Global EconomyUnited States

Re-joining trade with antitrust

The challenge to the neoliberal paradigm that has upended antitrust thinking in the US over the past five years has started to affect US trade policy. The two have operated quite separately over the last few decades in the US, although they shared a neoliberal paradigm that privileged a focus on efficiency and lower costs/prices.

The common connecting tissue was a view that if we eliminate barriers to the movement of capital and goods, production will migrate to places with competitive advantage (lower cost) and consumers at home will benefit from imports of cheap goods; markets will be open and contestable and as long as entry is possible, concentration will deliver efficiencies and lower prices, which again benefit consumers.

We know how the story really unfolded, the telling amplified by the pandemic, war, energy crisis, and ensuing inflation. Capital and goods can move fast, people don’t – so globalisation often meant impoverishing communities at home which did not end up benefiting from ‘trickle-down’ growth theory (Rodrik 2011).

Antitrust was captured by a pro-corporate efficiency paradigm which assisted concentration across the economy and forgave all sort of conduct that squelched, maimed, or simply bought up any challengers.

The major shift that has taken place over the last few years is that antitrust has been substantially redirected, at least in the US, from caring for ‘consumers’ (a narrative now almost synonymous with corporate interest) to a focus on ‘citizens’ (workers, farmers, small businesses, communities), with an explicit ‘antimonopoly’ agenda.

And this fundamental shift in antitrust posture and focus is also leading to ‘trade orthodoxy’ being challenged from within.
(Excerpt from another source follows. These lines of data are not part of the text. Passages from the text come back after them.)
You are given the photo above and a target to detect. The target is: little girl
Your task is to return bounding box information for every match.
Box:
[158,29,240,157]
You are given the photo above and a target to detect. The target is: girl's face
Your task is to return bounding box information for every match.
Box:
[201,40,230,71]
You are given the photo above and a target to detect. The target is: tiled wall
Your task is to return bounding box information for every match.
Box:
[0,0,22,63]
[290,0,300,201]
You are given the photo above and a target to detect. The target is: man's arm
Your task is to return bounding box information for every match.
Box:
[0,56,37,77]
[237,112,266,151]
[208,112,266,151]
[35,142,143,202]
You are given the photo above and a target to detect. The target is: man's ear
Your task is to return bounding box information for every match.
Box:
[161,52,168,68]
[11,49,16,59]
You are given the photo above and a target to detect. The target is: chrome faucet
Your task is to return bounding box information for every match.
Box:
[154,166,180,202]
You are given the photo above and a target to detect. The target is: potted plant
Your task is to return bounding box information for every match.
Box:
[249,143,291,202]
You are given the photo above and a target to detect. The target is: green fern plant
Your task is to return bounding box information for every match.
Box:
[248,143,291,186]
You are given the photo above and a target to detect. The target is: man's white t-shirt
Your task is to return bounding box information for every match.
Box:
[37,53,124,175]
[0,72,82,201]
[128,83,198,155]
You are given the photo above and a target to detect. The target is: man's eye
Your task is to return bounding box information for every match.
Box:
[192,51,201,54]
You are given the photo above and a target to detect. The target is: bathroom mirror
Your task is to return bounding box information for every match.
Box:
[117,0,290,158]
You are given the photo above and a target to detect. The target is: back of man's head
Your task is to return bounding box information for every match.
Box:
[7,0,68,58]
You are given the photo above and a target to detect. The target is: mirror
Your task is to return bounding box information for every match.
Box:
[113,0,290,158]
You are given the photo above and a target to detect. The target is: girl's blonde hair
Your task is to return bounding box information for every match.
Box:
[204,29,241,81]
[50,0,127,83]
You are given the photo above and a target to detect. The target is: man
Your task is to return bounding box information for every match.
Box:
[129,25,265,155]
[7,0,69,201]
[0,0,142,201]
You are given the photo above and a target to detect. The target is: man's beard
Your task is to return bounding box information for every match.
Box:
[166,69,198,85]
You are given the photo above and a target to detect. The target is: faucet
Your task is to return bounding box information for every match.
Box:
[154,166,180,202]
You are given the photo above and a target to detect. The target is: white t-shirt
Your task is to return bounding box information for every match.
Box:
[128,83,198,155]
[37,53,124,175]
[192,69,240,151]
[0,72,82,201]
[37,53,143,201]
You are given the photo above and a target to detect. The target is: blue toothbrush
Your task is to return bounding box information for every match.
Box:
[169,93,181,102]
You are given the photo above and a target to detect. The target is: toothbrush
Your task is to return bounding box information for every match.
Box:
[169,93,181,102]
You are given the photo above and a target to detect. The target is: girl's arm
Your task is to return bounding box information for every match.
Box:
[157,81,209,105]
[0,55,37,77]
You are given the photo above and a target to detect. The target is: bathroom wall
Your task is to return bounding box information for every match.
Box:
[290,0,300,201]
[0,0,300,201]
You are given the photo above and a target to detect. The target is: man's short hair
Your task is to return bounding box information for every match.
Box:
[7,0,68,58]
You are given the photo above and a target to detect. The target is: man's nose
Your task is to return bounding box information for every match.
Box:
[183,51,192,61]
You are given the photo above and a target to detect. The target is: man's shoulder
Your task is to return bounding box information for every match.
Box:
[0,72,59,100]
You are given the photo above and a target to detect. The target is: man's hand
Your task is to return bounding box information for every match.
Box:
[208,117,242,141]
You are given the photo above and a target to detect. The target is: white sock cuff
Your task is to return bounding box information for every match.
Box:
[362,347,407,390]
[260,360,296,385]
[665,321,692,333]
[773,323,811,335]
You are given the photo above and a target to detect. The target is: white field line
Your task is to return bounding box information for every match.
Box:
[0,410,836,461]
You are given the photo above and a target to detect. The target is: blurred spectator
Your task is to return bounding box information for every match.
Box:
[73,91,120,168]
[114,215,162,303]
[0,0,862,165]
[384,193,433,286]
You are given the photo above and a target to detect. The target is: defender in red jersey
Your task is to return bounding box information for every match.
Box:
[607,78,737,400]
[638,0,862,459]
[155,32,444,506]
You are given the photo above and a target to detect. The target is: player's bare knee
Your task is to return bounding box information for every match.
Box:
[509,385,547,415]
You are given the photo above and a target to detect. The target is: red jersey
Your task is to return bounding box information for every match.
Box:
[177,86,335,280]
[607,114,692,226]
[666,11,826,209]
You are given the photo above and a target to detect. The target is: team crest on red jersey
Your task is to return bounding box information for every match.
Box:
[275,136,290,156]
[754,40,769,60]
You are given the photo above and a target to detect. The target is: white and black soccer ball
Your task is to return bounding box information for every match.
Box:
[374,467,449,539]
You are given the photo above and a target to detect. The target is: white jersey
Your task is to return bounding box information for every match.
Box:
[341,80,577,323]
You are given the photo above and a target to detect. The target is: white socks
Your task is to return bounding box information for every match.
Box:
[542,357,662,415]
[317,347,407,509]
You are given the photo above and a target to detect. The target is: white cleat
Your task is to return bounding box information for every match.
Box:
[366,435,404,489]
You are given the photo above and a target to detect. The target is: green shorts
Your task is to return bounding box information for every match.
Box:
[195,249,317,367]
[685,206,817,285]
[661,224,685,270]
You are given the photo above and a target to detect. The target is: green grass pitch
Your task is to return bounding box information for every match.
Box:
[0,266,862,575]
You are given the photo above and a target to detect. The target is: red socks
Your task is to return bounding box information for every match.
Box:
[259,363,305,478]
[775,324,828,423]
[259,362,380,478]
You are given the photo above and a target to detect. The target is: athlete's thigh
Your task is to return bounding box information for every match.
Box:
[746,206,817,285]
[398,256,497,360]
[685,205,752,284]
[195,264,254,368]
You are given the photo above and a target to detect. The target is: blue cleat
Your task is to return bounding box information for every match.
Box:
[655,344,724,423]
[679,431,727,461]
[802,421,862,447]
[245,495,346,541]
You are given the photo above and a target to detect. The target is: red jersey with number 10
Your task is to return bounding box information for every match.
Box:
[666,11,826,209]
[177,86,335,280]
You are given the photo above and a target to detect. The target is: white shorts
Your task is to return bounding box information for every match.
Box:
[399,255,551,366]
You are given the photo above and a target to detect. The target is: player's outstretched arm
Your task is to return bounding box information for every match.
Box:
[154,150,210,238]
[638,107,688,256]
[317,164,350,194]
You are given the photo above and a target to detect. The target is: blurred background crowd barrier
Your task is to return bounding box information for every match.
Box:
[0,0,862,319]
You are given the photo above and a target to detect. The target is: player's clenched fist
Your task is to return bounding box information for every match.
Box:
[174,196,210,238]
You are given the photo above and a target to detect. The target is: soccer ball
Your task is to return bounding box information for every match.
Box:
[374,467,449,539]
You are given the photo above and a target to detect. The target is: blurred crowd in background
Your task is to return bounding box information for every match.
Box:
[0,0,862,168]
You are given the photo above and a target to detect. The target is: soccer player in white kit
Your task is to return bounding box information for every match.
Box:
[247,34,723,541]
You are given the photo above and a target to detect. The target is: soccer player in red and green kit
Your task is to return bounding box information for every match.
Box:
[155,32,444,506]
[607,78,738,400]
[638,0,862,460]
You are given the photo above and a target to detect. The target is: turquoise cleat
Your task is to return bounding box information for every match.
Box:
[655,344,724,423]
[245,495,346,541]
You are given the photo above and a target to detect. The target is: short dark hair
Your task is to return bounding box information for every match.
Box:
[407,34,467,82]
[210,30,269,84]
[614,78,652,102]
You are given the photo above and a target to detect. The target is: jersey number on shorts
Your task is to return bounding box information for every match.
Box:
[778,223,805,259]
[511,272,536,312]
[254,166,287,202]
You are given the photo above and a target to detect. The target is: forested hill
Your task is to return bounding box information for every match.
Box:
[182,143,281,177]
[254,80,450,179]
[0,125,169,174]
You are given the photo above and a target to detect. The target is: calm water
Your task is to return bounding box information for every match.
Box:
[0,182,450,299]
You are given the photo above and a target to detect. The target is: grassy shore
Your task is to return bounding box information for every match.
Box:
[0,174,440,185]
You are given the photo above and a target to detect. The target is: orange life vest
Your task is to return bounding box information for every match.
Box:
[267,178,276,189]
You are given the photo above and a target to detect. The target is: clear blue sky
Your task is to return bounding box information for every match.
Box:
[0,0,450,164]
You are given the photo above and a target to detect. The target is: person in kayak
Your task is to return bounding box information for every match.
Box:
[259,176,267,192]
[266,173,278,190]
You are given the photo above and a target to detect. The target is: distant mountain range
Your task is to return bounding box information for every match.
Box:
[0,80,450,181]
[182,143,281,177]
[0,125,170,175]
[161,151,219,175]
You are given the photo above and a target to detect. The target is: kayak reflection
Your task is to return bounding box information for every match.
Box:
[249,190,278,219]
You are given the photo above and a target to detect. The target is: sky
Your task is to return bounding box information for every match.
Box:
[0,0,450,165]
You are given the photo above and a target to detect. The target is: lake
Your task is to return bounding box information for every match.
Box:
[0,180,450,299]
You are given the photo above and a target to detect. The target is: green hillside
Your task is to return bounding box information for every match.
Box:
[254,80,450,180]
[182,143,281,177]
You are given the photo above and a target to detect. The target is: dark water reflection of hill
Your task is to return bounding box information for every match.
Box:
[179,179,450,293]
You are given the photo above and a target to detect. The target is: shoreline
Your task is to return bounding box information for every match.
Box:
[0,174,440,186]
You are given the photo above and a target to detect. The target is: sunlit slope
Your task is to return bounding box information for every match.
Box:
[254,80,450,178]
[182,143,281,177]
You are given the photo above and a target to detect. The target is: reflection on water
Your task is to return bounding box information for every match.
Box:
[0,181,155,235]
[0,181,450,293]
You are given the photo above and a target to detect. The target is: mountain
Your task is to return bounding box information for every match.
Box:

US Trade Representative Katherine Tai has been calling out the “idolization of efficiency in trade” and started to join the dots with a notable speech in June 2023.

At a recent major antitrust conference in Brussels, she went further: “the change vectors we are grappling with in trade are the same you are grappling with in antitrust. The free trade paradigm of the last few decades was built on a fixation for maximizing efficiency, and liberalization of trade became an end in itself, perpetuating a race to the bottom: cutting costs, exploiting people and planet. Just as antitrust has been detaching from the consumer welfare standard, we need to think about the humans in the economy as not just consumers. They are also workers. We cannot pursue policies to benefit people as consumers if those are impoverishing people as workers.”

Further, “the injection of public interest is also a big theme in trade, we are breaking out of the proxy that what is good for the biggest corporate stakeholders in our system equals what is good for America and Americans as a whole – we’ve seen over time that just isn’t happening.”

This is a major change of direction at US Trade, reflecting a recognition that the antimonopoly battle at home should not be contradicted or undermined by trade rules that for too long have been designed by the same leading US corporations, and shaped to benefit them.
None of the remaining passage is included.